Model analysis and resonance suppression of wide-bandwidth inertial reference system

Abstract

In the fields of earth observation, deep space detection, laser communication, and directional energy weapon, the target needs to be observed and pointed at accurately. Acquisition, tracking, and pointing (ATP) systems are usually designed to stabilize the line of sight (LOS) within sub-micro radian levels. In the case of an ATP system mounted on a mobile platform, angular disturbances experienced by the mobile platform will seriously affect the LOS. To overcome the problem that the sampling frequency of detectors is usually limited and achieving several hundreds of hertz is difficult, the wide-bandwidth inertial reference system (WBIRS) and fast steering mirror are usually integrated into ATP systems to mitigate these angular disturbances. To reduce the structural stress, a flexible support providing two rotational degrees of freedom is usually adopted for the system. However, the occurrence of resonant points within the bandwidth will be inevitable. Measurements have to be taken to compensate these low-frequency resonant points to realize a wide bandwidth and high precision.
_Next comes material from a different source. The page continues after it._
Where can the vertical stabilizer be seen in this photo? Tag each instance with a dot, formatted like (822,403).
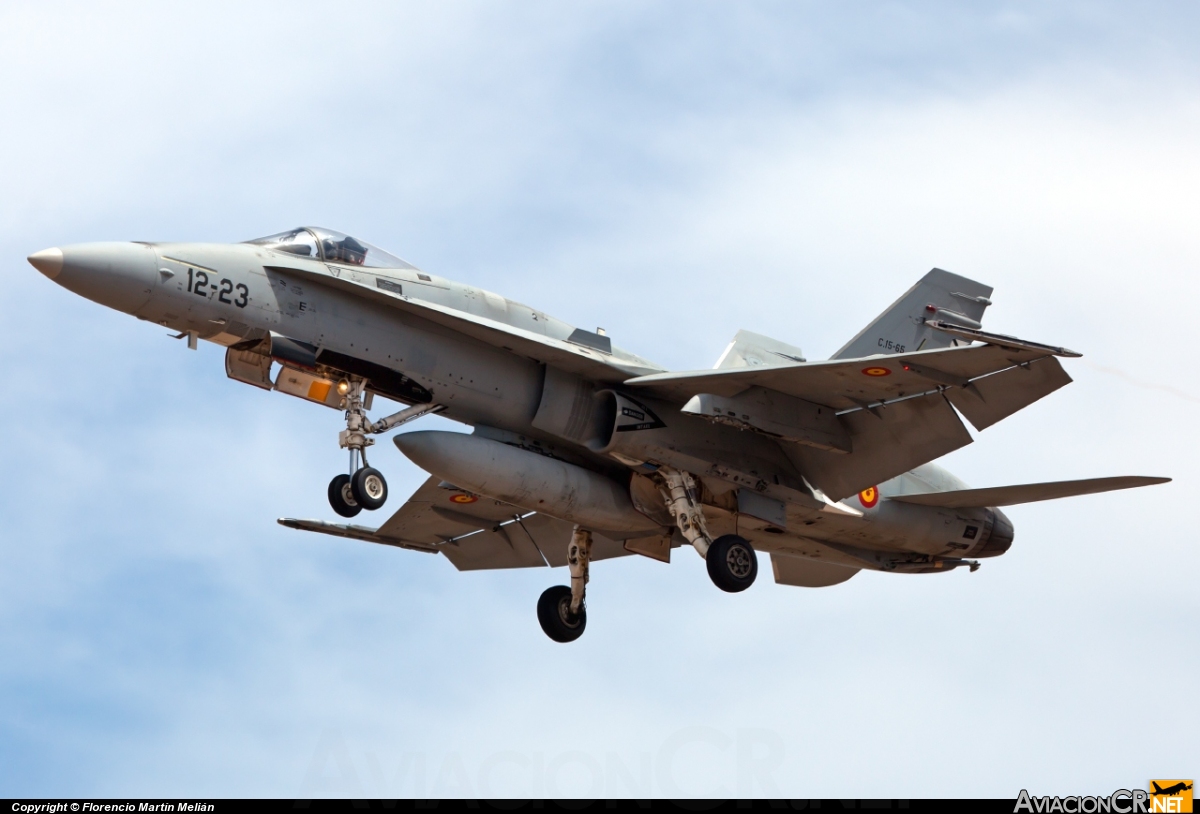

In this paper, the low-frequency resonant points of a system were simulated using finite element analysis and tested by a system identification method. The results show that the first-order resonance happened at 34.5 Hz with a gain of 28 dB. An improved double-T notch filter was designed and applied in a real-time system to suppress the resonance at 34.5 Hz. The experimental results show that the resonance was significantly suppressed. In particular, the resonance peak was reduced by 79.37%. In addition, the closed-loop system settling time was reduced by 36.2%.